The Impact of HIV/AIDS on the African American Community: Myths and Facts
Ed. Note: Champions of Change is a weekly initiative to highlight Americans who are making an impact in their communities and helping our country rise to meet the many challenges of the 21st century.
This past Tuesday, I was incredibly humbled and honored to be invited to the White House as a Champion of Change. As I toured the White House and met with administration officials I couldn’t help but think about how far we’ve come and how much more work needs to be done to end the HIV epidemic.
30 years later, we are still struggling with stigma, increased levels of miseducation and deep-rooted fear of those infected with HIV. Just this week, while drinking with friends and colleagues, I was reminded of how much more work we have to do when it comes to educating the public at large about how HIV is transmitted. We ordered a huge drink (bucket sized), one that came complete with six fun neon straws. Folks were chatting, laughing and having a grand ole time. As the evening progressed, people began to forget which straws were theirs. One person exclaimed, “It’s okay if I drink from someone else’s straw—I’m not sick, its not like I have AIDS or anything!” That comment struck me like a lightening bolt… and I kept thinking, “Thirty years into this epidemic, and still, there are people that think HIV can be transmitted by drinking from the same glass or straw…”

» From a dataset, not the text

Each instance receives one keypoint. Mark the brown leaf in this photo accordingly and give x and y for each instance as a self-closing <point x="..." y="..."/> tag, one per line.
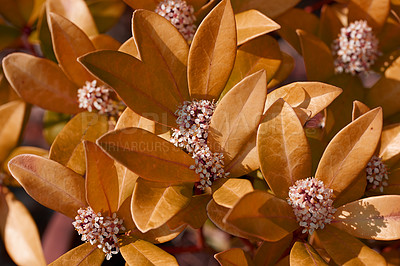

I am here to tell you that HIV can only be transmitted by specific fluids: blood, semen, vaginal secretions, and breast milk. With the help of antiretroviral therapy (ART), an HIV-positive person with a non-detectable viral load (amount of virus in one’s body fluids) has a 4% chance of passing on the virus. Antiretroviral therapy (ART) otherwise known as HIV medications, reduce the viral load in the blood, as well as in genital secretions (for both men and women). This information strongly suggests that continued use of antiretroviral therapy make HIV-infected people 96% less contagious.
HIV has changed the trajectory of so many lives. Black women have been especially hard hit by this epidemic. According to the Kaiser Family Foundation, we represent the majority of new HIV infections and AIDS diagnosis among women. In 2009 Black women accounted for 64% of estimated AIDS diagnoses among women, ages 13 and older, yet we are only 12% of the U.S. population of women. We are disproportionately impacted but we are strong and resilient. I believe that we will beat this disease. But we can only do so by beginning to have conversations about HIV. We can no longer be silent when it comes to HIV polices, services and treatment that directly affect us. Our youth need us to play an active role fighting the epidemic. The Centers for Disease Control and Prevention report that although Black teens (ages 13–19) represent only about 17% of U.S. teenagers, they accounted for 68% of new AIDS diagnoses among teens in 2009.
We cannot fight this fight without engaging our Black men. For the last 30 years we have worked feverishly to engage women while minimally engaging their male (self-identified heterosexual) partners. We have failed miserably at developing public health HIV prevention messages that resonate with the men that Black women have sex with. We need to invite our brothers to the table. They are virtually invisible, in this epidemic. Today on the 30th year of this pandemic I urge you to change the way you view HIV, I encourage you to learn all that you can about this disease, most of all I implore you join me in working to make certain that this disease is not a birth rite for our youth. We can, we will and we are meant to survive!
Hadiyah Charles is an advisory board member of The Center of HIV Law and Policy.